Earlier this year, the Federal Deposit Insurance Corporation (FDIC) approved a final rule to implement changes to the deposit insurance assessment system, placing new requirements on how large banks classify and report subprime loan balances. As required by the Dodd-Frank Act, the Large Bank Pricing Rule is an effort to assess higher rates for banks with high-risk asset concentrations.

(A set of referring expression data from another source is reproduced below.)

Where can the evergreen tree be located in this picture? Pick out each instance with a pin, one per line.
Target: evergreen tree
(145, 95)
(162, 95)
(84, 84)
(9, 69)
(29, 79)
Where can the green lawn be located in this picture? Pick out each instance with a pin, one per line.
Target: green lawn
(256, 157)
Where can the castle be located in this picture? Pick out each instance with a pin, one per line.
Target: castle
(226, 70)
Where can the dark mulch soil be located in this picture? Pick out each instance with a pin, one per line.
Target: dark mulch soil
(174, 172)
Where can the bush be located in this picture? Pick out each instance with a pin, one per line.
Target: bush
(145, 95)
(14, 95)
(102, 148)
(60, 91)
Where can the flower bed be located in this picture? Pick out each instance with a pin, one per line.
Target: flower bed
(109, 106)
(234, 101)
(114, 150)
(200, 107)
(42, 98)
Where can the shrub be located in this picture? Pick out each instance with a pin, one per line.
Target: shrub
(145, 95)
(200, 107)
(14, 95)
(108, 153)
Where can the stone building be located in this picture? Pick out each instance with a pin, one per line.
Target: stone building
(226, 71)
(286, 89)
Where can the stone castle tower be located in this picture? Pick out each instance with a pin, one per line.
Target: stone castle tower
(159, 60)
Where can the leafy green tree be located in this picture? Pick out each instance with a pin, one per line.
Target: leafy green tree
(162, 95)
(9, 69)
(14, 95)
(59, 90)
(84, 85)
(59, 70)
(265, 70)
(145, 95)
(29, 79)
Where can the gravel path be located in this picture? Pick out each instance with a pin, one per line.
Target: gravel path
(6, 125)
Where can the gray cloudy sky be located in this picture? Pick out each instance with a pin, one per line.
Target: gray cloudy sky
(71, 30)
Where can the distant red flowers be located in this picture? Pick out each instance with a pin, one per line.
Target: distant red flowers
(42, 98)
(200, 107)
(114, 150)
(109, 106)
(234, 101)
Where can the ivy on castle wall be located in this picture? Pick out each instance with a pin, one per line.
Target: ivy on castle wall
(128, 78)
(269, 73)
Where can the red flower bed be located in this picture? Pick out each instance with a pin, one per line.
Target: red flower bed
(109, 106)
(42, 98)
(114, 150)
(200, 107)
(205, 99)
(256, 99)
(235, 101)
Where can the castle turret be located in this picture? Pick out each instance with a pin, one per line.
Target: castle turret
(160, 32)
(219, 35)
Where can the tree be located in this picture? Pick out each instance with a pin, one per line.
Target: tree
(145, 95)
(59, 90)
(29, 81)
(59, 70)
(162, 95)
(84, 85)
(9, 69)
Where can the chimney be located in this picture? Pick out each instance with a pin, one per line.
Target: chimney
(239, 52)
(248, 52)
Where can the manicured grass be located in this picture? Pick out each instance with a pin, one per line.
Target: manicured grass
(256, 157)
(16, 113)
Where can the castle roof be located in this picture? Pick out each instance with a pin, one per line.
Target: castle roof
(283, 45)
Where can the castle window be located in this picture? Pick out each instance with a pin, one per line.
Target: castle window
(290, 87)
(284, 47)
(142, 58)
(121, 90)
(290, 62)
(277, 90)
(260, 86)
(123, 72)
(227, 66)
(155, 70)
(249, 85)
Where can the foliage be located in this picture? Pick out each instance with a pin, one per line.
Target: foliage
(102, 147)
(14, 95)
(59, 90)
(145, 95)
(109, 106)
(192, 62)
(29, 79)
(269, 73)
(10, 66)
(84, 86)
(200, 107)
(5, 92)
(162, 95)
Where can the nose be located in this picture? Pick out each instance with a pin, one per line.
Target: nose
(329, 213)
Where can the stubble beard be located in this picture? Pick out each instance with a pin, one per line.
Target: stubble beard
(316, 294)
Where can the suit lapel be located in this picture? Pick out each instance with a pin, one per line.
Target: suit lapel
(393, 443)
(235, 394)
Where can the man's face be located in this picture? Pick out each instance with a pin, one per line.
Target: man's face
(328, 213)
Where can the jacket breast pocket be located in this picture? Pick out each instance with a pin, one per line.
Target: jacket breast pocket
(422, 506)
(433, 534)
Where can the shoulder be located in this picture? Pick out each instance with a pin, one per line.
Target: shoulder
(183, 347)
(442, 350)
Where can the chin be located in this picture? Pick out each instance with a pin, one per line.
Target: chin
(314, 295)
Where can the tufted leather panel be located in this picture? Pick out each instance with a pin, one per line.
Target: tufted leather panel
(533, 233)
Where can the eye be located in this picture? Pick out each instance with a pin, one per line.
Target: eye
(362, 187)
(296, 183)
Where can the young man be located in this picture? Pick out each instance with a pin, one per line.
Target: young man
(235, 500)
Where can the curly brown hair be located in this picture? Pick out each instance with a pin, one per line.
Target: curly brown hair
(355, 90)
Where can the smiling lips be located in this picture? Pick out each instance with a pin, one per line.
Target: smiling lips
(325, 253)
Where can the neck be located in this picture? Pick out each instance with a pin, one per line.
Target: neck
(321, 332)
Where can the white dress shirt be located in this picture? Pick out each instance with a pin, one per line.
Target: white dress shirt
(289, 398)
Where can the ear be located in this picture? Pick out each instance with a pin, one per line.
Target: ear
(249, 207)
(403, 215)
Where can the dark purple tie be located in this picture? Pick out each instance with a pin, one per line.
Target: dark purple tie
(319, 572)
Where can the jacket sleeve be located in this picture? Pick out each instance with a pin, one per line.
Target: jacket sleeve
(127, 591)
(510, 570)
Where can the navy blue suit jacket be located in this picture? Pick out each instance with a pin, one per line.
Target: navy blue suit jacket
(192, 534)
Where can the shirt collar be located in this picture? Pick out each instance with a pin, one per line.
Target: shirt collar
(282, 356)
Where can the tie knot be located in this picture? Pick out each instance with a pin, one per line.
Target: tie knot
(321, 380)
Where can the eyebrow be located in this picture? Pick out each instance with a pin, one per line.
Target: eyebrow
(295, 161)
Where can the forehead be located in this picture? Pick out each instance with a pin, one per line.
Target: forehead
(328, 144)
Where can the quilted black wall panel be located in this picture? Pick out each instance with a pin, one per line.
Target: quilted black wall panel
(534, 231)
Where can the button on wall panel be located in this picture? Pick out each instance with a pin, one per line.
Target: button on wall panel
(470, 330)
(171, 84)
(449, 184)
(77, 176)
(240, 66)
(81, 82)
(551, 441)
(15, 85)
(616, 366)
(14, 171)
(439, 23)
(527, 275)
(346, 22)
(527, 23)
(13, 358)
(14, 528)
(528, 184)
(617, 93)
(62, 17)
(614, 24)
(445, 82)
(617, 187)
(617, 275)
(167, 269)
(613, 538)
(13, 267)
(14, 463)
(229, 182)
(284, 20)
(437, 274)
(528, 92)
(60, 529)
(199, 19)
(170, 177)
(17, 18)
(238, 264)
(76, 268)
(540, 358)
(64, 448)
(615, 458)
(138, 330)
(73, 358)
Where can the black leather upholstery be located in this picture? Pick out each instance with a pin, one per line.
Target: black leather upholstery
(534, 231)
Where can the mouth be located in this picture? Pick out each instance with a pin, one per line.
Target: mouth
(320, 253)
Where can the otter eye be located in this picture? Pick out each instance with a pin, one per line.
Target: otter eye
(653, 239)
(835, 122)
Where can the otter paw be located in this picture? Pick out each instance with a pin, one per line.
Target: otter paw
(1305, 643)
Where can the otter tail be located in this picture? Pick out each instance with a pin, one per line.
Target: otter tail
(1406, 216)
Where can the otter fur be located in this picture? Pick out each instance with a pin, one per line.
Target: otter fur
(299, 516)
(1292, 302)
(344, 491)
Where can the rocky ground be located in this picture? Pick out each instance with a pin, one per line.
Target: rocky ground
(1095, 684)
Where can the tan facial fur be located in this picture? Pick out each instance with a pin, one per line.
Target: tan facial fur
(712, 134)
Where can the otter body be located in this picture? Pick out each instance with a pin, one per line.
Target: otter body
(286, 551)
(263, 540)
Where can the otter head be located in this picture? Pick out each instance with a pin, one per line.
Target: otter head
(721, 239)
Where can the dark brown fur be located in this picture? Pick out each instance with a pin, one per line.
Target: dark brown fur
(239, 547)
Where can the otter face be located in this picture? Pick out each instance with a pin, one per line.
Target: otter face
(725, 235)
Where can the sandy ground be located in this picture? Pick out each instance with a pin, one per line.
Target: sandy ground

While banks are currently required to report this information, beginning on April 1, 2012 the FDIC will require large banks — those with $10 billion or more in assets — to use a strict set of criteria to classify subprime loans that they hold. Under the new guidelines, a loan is considered to be subprime if it meets one or more of the following criteria: two or more 30-day delinquencies in the past 12 months or one or more 60-day delinquencies in the past 24 months; judgment, foreclosure, repossession or charge-off in the prior 24 months; bankruptcy in the past five years; or debt service-to-income ratio of 50 percent or greater.
This new rule is a continuation of the changing regulatory environment in which legislators and regulators in Washington are seeking to require lenders to gain a better understanding of their customers. Just as the Federal Reserve’s CARD Act rule required income verification and ability-to-use estimation models, the FDIC’s new rule will require lenders to conduct a robust evaluation of a consumer’s credit risk.
It is imperative that financial institutions required to comply with the Large Bank Pricing Rule have the necessary tools available to conduct the underwriting and risk-assessment processes to ensure compliance.